L'uomo era nudo. O quasi. Indossava soltanto uno slip nero che metteva in risalto le spalle larghe, i fianchi stretti, la muscolatura allenata. Nessuno gli avrebbe dato più di 35 anni. Ne aveva 42. Alto, capelli e occhi castani, baffi.
L'uomo che piombò alle sue spalle era più alto di lui, e molto più robusto. Con l'enorme mano sinistra gli bloccò la testa e con la destra afferrò il mento. Un colpo solo, secco, come una frustata.
L'uomo con i baffi avvertì un intenso calore, un formicolio sul lato sinistro del collo, poi più nulla...

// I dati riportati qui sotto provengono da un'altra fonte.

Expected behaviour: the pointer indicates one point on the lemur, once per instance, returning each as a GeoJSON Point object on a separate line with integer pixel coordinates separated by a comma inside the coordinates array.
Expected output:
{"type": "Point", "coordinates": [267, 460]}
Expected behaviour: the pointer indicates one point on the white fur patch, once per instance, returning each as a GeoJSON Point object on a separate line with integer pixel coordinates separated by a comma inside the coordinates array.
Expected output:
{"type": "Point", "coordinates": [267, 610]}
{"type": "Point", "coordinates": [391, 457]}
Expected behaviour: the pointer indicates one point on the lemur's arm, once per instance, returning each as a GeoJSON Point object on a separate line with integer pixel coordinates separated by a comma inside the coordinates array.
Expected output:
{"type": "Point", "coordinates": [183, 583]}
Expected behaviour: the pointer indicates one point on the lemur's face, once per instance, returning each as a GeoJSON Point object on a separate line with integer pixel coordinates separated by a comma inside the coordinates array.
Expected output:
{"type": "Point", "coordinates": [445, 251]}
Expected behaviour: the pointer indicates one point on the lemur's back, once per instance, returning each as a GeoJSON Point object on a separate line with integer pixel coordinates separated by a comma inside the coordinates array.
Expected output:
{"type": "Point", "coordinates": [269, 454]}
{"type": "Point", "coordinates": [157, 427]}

"Adesso vedrai che starai meglio".
L'uomo con i baffi si chiamava Gianni Arnò ed era un commissario di Polizia. L'altro era il suo fisioterapista. "Però tutto sarà inutile se continuerai a maltrattare la tua cervicale. Con l'umidità che c'è devi portare almeno una sciarpa. Lo so che non fa molto commissario, ma te ne devi fregare. Altrimenti il tuo problema non lo risolverai mai".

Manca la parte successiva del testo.